Line 2 cookie sheets or jelly roll pans with parchment. Place half the pasta bignè in a pastry bag fitted with a ½-inch plain tube (Ateco #6). Pipe 15 spheres onto one of the sheets or pans, each about ¾ inch in diameter, and space them about 1½ inches apart. Pipe the pasta bignè by holding the bag perpendicular to the pan or sheet and about 1 inch above it, squeezing out a sphere of the paste, then releasing the pressure and pulling away from the piped puff. If there are points of the paste in the center of the puffs, moisten a fingertip with water and press the points smooth. Repeat with the second half of the pasta bignè.
Bake the bignè at 375 degrees for about 20 minutes, until they are well risen and a deep golden color. Test one to see if it is sufficiently baked by removing it from the oven and cutting it open. If there are several filaments of the unbaked paste still clinging to the inside of the puff, continue baking for another 8 to 10 minutes. Remove the puffs to a rack to cool.
For the chocolate pastry cream, bring the milk and half the sugar to a boil in a 2-quart nonreactive saucepan over medium heat.
Whisk the egg yolks in a bowl with the salt and whisk in the remaining sugar in a stream. Sift the flour over the yolk mixture and whisk in.
When the milk boils, remove from the heat and whisk one-third of it into the yolk mixture. Return the remaining milk to a boil and, beginning to whisk the milk first, pour in the yolk mixture. Continue whisking constantly until the cream thickens and comes to a boil. Allow to boil, whisking constantly, for 30 seconds.

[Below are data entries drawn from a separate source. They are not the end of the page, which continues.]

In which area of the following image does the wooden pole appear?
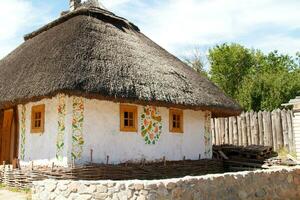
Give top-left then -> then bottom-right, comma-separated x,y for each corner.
280,109 -> 289,150
90,149 -> 93,164
232,117 -> 239,145
210,118 -> 216,145
257,111 -> 264,145
241,113 -> 248,146
286,110 -> 296,152
246,112 -> 252,145
224,118 -> 230,144
237,116 -> 243,146
228,117 -> 234,144
275,109 -> 283,149
271,110 -> 278,151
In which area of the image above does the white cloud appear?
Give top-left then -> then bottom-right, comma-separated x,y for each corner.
104,0 -> 300,55
140,0 -> 300,53
0,0 -> 300,58
0,0 -> 50,59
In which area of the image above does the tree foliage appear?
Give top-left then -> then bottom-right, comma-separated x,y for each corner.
185,44 -> 300,111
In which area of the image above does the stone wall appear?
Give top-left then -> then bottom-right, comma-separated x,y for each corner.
33,167 -> 300,200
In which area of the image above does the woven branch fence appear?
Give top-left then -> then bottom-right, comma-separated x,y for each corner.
211,109 -> 295,152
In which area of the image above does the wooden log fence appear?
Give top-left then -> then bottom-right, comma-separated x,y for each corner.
211,109 -> 295,151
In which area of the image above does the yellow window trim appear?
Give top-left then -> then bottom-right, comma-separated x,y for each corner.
169,108 -> 184,133
120,104 -> 138,132
30,104 -> 45,133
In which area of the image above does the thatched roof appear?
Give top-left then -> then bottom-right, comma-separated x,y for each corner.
0,8 -> 240,115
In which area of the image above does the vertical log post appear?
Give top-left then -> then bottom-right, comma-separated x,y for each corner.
257,111 -> 264,145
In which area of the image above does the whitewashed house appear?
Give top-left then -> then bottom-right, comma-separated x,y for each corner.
0,1 -> 240,166
283,96 -> 300,161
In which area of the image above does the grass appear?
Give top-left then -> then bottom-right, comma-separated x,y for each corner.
0,183 -> 31,194
278,147 -> 297,158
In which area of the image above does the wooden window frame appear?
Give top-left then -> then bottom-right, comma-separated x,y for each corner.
30,104 -> 45,133
169,108 -> 184,133
120,104 -> 138,132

Remove from the heat and whisk in the chocolate, cinnamon, and orange zest. Let stand 2 minutes for the chocolate to melt completely, then whisk until smooth. Pour the cream into a clean nonreactive bowl. Press plastic wrap against the surface and refrigerate until cold. Immediately before filling the bignè, gently stir in the rum.
To fill the bignè, pierce each on the bottom with a small pastry tube or chopstick. Place half the filling in a pastry bag fitted with a ¼-inch plain tube and fill the bignè through the openings. Place them on a pan lined with clean parchment as they are filled. Repeat with the remaining filling and bignè. Cover loosely with plastic wrap and keep refrigerated until serving time. Immediately before serving, combine the cocoa and confectioners’ sugar and place in a fine strainer. Dust the bignè with the mixture.